In a recent article in the European Journal of Human Genetics, Shastry and Trese1 reported the cosegregation of two unlinked mutant alleles in a family with autosomal dominant familial exudative vitreoretinopathy (FEVR). FEVR is inherited as a Mendelian monogenic disorder and to date five separate genes are known to underlie this condition.2, 3, 4, 5, 6 Although FEVR has a penetrance of 100% there is a high degree of inter- and intra-familial phenotypic variability. As such it is not uncommon for severely affected patients to be registered blind from a young age, whereas mildly affected individuals can be completely asymptomatic. In their study, Shastry and Trese speculated that this variable phenotype may be due to oligogenic inheritance, with specific alleles at multiple loci affecting the severity and range of features seen in a patient. In particular, they hypothesised that factor V Leiden may be one of these modifying alleles and undertook a study to assess if it had any role in the pathogenesis of FEVR.1

Shastry and Trese screened for the presence of factor V Leiden in 14 unrelated FEVR families and identified it in only one. Coincidentally, this was the only family out of the 14 screened with a known mutation (c1501–1502delCT) within the frizzled-4 gene (FZD4),2 mutations in which are known to account for approximately 20–40% of FEVR cases.2, 7, 8 Both mutations were present in all five affected members of this family but were not in three unaffected individuals, indicating that the two unlinked mutant alleles were cosegregating.
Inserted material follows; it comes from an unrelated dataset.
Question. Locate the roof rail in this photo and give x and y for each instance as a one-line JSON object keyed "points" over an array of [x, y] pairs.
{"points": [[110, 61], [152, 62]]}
Furthermore, all these mutation carrying individuals had suffered retinal detachments at an early age, suggesting that their phenotype was particularly severe. Unfortunately, the authors were not able to determine the contribution each gene made to the FEVR phenotype because all affected individuals inherited both mutations and they did not have any additional individuals with inherited mutations in only one of these genes.

However, in their paper Shastry and Trese9, 10 failed to mention the widely reported observation that approximately 5% of the population are carriers of the factor V Leiden allele. In fact, the authors give the impression that this is not the case by reporting its exclusion in 40 control individuals.1 The family detailed in their report was of European descent2 and population studies have shown that factor V Leiden has highest frequency in this ethnic background, with figures suggesting that between 3 and 10% of Europeans are heterozygous carriers of the allele.9, 11, 12, 13 Shastry and Trese identified the factor V Leiden allele in one of the 14 families they examined, giving a frequency of 7% (1/14) which is consistent with published figures. Furthermore, the fact that factor V Leiden segregates with the disease in their pedigree is not statistically significant as the family is small. Two-point linkage analysis of factor V Leiden with FEVR produces a maximum LOD score of only 1.49 at theta=0 well below 3, the required level of significance. We therefore questioned whether the reported association of FZD4 and Leiden mutations in a single small FEVR family could be purely due to chance.

To answer this question, we screened 14 unrelated families with various forms of FEVR for the presence of factor V Leiden. We used the same method as Shastry and Trese, which identifies the mutation by the loss of an MnlI cleavage site, and confirmed detection of the allele in a panel of controls before initiating the study. Ethical approval was obtained from the Leeds Teaching Hospitals Trust Research Ethics Committee. In eight families with known mutations in FZD4,8 our analysis showed that none of the 64 individuals tested, 33 of whom carried FZD4 mutations, contained the Leiden allele. Included in this group were six affected members of a North American family segregating the same two-bp deletion in FZD4 as that found in the family reported by Shastry and Trese, including some with retinal detachment.8 The lack of a factor V Leiden allele in this family indicates that this two-bp deletion in FZD4 alone is sufficient to cause FEVR, ruling out the possibility that the reported effect of the factor V Leiden allele was specific for this mutation. The other FEVR families screened for the Leiden mutation include one family from the EVR3 locus,4 three families from the EVR4 locus,5, 14 a further autosomal dominant family in whom linkage to the known loci had been excluded6 and a recessive family in whom no linkage analysis had been undertaken.15

We agree with Shastry and Trese in that the variable phenotype observed in FEVR patients could well be due to modifying genes at other loci as well as environmental effects. However, to prove such a link, evidence must be presented showing that individuals containing two mutant alleles consistently have a different phenotype (either more severe or milder) than those with only one. The results presented by Shastry and Trese are interesting but anecdotal, since they provide no statistically significant evidence that factor V Leiden has an effect on the FEVR phenotype. We understand that the authors have very carefully worded their discussion so that they do not actually come to any conclusions about their finding and only suggest possibilities, but the fact that this cosegregation could be simply due to chance is not discussed. Indeed, the authors state that ‘the cosegregation of unlinked genes in such a small family is statistically unlikely’. As we have shown, this statement is not supported by the data these authors presented. Furthermore, the lack of Leiden mutations in our FEVR patient cohort suggests that the factor V Leiden does not play a significant role in FEVR severity and that further studies are needed to dissect out the complexities of the variable phenotypes observed in FEVR patients.